Here’s what I wrote: “Possibly happening over the summer: the first trillion dollar company, as measured by market capitalization. There are four contenders, all in the tech sector. Valuations were those at press time. Apple ($945 billion), Alphabet, parent of Google ($877 billion), Amazon ($860 billion), and Microsoft ($818 billion).”

Fast forward to mid-December. Apple did indeed become the first company to cross that psychological barrier, maintaining a couple of weeks in excess of a trillion-dollar valuation, peaking at a share price of around $233. However on Nov. 1 an analyst released a report that cited slowing demand for certain iPhone production components. This triggered a pullback that was still continuing well into December.

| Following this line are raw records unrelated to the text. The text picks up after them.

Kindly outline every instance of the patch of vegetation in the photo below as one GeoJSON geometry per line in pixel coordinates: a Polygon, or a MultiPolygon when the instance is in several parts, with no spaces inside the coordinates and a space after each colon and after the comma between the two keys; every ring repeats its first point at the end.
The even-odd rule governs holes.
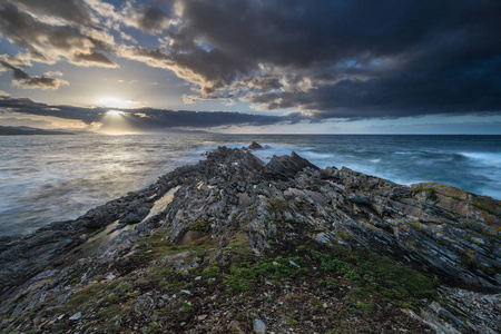
{"type": "Polygon", "coordinates": [[[210,232],[210,223],[206,220],[196,220],[189,225],[189,230],[210,232]]]}
{"type": "Polygon", "coordinates": [[[436,200],[438,199],[436,190],[434,188],[424,188],[424,187],[422,187],[422,188],[415,188],[415,189],[411,190],[411,193],[413,195],[414,194],[419,194],[419,193],[423,193],[423,191],[428,193],[428,198],[430,198],[431,200],[436,200]]]}
{"type": "Polygon", "coordinates": [[[268,208],[272,213],[279,213],[288,209],[288,205],[285,202],[281,202],[277,199],[268,200],[268,208]]]}

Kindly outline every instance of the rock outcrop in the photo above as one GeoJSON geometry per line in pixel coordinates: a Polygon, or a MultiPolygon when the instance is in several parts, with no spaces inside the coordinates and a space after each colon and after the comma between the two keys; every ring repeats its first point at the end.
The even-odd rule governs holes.
{"type": "MultiPolygon", "coordinates": [[[[99,317],[75,305],[84,303],[82,292],[112,285],[106,298],[128,305],[115,318],[121,330],[195,333],[212,324],[222,333],[328,332],[332,324],[352,333],[363,326],[495,333],[500,222],[499,200],[445,185],[407,187],[347,168],[320,169],[295,153],[265,165],[247,150],[219,147],[76,220],[3,240],[0,330],[50,332],[59,324],[82,332],[88,322],[102,331],[99,317]],[[354,286],[361,292],[348,293],[354,286]],[[229,297],[238,294],[248,298],[245,306],[229,297]],[[261,294],[267,297],[255,299],[261,294]],[[263,303],[272,304],[265,311],[263,303]],[[479,303],[492,310],[472,306],[479,303]],[[237,316],[238,307],[246,317],[237,316]],[[370,323],[328,317],[350,307],[358,311],[347,318],[370,323]],[[179,310],[184,321],[173,320],[168,330],[155,315],[179,310]],[[287,310],[297,312],[288,316],[287,310]]],[[[90,310],[115,305],[86,303],[90,310]]]]}

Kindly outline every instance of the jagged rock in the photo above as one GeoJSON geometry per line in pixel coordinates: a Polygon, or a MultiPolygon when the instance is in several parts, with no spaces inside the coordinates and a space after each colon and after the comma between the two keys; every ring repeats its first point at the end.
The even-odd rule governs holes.
{"type": "Polygon", "coordinates": [[[77,321],[81,318],[81,312],[77,312],[69,317],[70,321],[77,321]]]}
{"type": "MultiPolygon", "coordinates": [[[[498,311],[492,311],[501,292],[500,222],[499,200],[445,185],[407,187],[348,168],[321,170],[295,153],[274,156],[265,165],[249,151],[219,147],[205,160],[179,167],[150,187],[111,200],[76,220],[53,223],[21,238],[1,238],[0,312],[14,308],[12,315],[19,316],[45,303],[62,305],[78,288],[69,282],[77,286],[92,279],[102,282],[109,273],[119,277],[132,269],[140,278],[144,273],[134,266],[135,255],[154,252],[153,242],[140,239],[156,232],[165,233],[163,243],[178,247],[195,244],[199,237],[226,245],[232,233],[238,232],[258,256],[305,244],[323,249],[361,247],[428,271],[441,284],[470,292],[444,295],[451,307],[442,305],[434,311],[430,306],[410,314],[444,331],[495,328],[501,325],[498,311]],[[168,202],[163,202],[165,196],[170,196],[168,202]],[[157,202],[163,203],[161,208],[157,202]],[[151,208],[156,213],[150,216],[151,208]],[[90,227],[99,229],[90,232],[90,227]],[[78,279],[70,278],[82,272],[78,279]],[[491,301],[483,299],[481,293],[498,295],[491,301]],[[454,302],[461,299],[485,307],[470,310],[454,302]],[[482,318],[487,321],[482,323],[482,318]]],[[[155,263],[188,275],[206,261],[222,265],[230,258],[228,252],[218,250],[210,258],[190,250],[164,254],[155,263]]],[[[296,262],[288,265],[303,268],[296,262]]],[[[215,279],[208,281],[204,274],[198,277],[190,282],[215,279]]],[[[148,316],[161,306],[158,301],[176,299],[175,295],[160,297],[164,292],[140,293],[134,310],[147,308],[144,315],[148,316]]],[[[190,297],[199,296],[191,288],[189,293],[190,297]]],[[[245,331],[252,331],[256,321],[245,331]]],[[[258,327],[264,333],[266,326],[262,324],[258,327]]],[[[232,331],[244,331],[240,325],[234,324],[237,330],[232,331]]]]}
{"type": "Polygon", "coordinates": [[[266,333],[266,325],[259,318],[255,318],[254,320],[254,333],[257,333],[257,334],[265,334],[266,333]]]}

In percentage terms, the pullback from $233 to a low of around $168 represents a drop of 24 per cent, or almost a quarter. The decline clearly placed Apple in correction territory, that label generally being applied when a share price drops more than 10 percentage points from a recent high.

Put another way, the market cap for Apple fell from around $1.10 billion to $800 billion, give or take a few billion.

Apple’s pullback may be another indicator of so-called peak smartphone, a point in the evolution of the powerful devices where users have signalled they aren’t eager to spend well over a thousand dollars for a unit not markedly different from its predecessor.

Apple does not want to be pictured as a discounter but the company may have little choice if indeed its high-end phones are selling below expectations.

Not only does Apple have to worry about its homebase in North America, it faces uncertainty in the high-growth Indian and Chinese markets. The recent detention of a senior Huawei executive here in Vancouver has particularly muddied the Chinese market for Apple, where it is already facing strong competition from home-grown product.

While much of the market attention was focused on Apple’s meteoric climb to the trillion-dollar level, Microsoft, under the steady hand of Satya Nadella, was pivoting from a server and desktop operating system business (think Windows) to a diversified company with growth in cloud computing services under the Azure brand, in software as a service with Office 365 subscriptions, and even with success in hardware under the Surface branding.

Under Nadella, who took over from the mercurial and bombastic Steve Ballmer, Microsoft has seen its share price triple, and at press time Microsoft had pulled ahead of Apple for the top spot with a market cap at around $840 billion, well ahead of the iPhone company.

Of the top four, only Amazon managed to join Apple with a trillion-dollar valuation, even if only briefly. Like Apple, Amazon had a major pullback, and at press time its $811 billion cap placed it slightly behind Apple.

Amazon has been a particularly volatile stock, up dramatically from around $1,150 a share a year ago, to about $1,640 today, but well off its peak of $2,040.

That leaves Google, or rather parent company Alphabet, in the group of four. Over the past 12 months its share price has moved between $1,000 and roughly $1,270. With a recent market cap of $733 billion, Alphabet is quite some way behind the other three.

Both Amazon and Google face potential antitrust action, a move that would not be unlike the break-up of the American phone monopoly in the United States vs. AT&T case that saw the Bell system split into smaller entities in 1982.

You may be wondering where Facebook fits into this picture. After all, it is billed as the world’s largest social media network. As measured in terms of market cap, Facebook is far behind the top four, at a little over $400 billion. In late July the company issued guidance that it expected revenue growth rates to decline. In addition, it expected expenses to grow, particularly with new security employees, a consequence of the Cambridge Analytica affair that the world learned about back in April.

In essence, since that guidance statement, Facebook has seen its share price follow a near straight-line down, with a small rebound in December.

It is interesting to watch the valuations of the top tech companies. Collectively, the top four discussed here, have a combined worth of a staggering $3.2 trillion dollars, more than the GDP of most countries.

Update to a recent column
Google parent Alphabet has announced it is speeding up plans to shutter the G+ social media platform. Citing an additional potential security concern, the company has brought the shutdown date forward to April 1.